Cryptocurrency analytics firm Bubblemaps has uncovered that Hayden Davis, a figure previously linked to major fraud schemes, was the second-largest investor in the secretive private funding round for the meme coin Pump.fun (PUMP) ahead of its July 2025 public launch.
According to on-chain analysis, Davis invested 50 million USDC in the private round, which was marketed as exclusive to institutional investors. In return, he was allocated 12.5 billion PUMP tokens upon the token's launch. On the launch day itself, Davis sold a portion of these tokens, generating approximately $65 million in revenue and securing a profit of around $15 million.
The revelation raises significant questions about investor vetting processes.

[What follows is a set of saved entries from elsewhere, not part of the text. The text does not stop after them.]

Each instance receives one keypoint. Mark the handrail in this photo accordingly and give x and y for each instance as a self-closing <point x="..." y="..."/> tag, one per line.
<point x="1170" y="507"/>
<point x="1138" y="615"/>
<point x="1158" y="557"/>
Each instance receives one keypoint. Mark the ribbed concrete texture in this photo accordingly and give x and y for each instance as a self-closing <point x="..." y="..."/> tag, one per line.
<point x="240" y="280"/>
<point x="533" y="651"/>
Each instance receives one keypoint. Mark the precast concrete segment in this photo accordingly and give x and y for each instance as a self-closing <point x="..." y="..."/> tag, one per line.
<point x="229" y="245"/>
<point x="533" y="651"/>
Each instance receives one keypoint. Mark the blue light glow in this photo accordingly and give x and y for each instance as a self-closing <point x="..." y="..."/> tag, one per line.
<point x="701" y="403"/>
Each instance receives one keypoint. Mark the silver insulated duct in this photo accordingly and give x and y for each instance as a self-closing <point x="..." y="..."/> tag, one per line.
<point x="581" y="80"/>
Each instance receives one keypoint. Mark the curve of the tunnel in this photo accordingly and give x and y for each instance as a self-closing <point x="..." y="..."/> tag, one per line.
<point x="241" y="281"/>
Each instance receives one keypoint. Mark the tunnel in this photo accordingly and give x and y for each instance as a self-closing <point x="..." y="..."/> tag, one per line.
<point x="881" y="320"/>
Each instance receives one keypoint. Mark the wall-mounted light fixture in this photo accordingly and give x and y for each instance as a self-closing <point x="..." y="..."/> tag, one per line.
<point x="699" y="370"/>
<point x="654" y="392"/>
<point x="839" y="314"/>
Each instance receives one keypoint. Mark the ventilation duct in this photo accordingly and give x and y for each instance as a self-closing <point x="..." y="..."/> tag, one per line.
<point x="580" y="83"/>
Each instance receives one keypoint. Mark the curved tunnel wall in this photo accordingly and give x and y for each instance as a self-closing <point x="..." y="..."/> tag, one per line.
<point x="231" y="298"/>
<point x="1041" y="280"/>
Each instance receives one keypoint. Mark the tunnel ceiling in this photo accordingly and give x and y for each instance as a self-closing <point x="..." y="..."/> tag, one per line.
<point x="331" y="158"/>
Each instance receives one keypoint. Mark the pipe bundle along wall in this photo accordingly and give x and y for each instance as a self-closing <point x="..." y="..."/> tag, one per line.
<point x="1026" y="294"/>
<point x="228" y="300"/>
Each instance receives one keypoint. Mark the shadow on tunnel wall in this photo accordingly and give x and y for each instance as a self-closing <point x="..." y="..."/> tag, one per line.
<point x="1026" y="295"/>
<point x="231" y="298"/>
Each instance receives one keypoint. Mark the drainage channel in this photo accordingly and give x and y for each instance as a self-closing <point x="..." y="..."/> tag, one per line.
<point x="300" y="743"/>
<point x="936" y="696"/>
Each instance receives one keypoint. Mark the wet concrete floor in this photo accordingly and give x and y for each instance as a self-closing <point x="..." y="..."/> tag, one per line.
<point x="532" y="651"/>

Pump.fun had stated the private round was for institutional investors only, yet Davis's involvement and how he passed any potential KYC (Know Your Customer) checks remain unclear. Bubblemaps confirmed the wallet address belonged to Davis through multiple on-chain connections, though ownership was only recently verified.
Davis's history is marred by controversy. He was reportedly an advisor for the LIBRA token project in early 2025, which garnered attention after endorsement by Argentine President Javier Milei. The project later collapsed when eight team-linked wallets sold $107 million in tokens, causing losses for 114,410 investors. Davis is also alleged to have made roughly $12 million from aggressive trading at the launch of the YZY token in August 2025, a token that reached a $3 billion market cap before crashing.
This incident underscores persistent transparency and accountability issues within cryptocurrency funding, particularly concerning undisclosed participants in private sales who have problematic track records.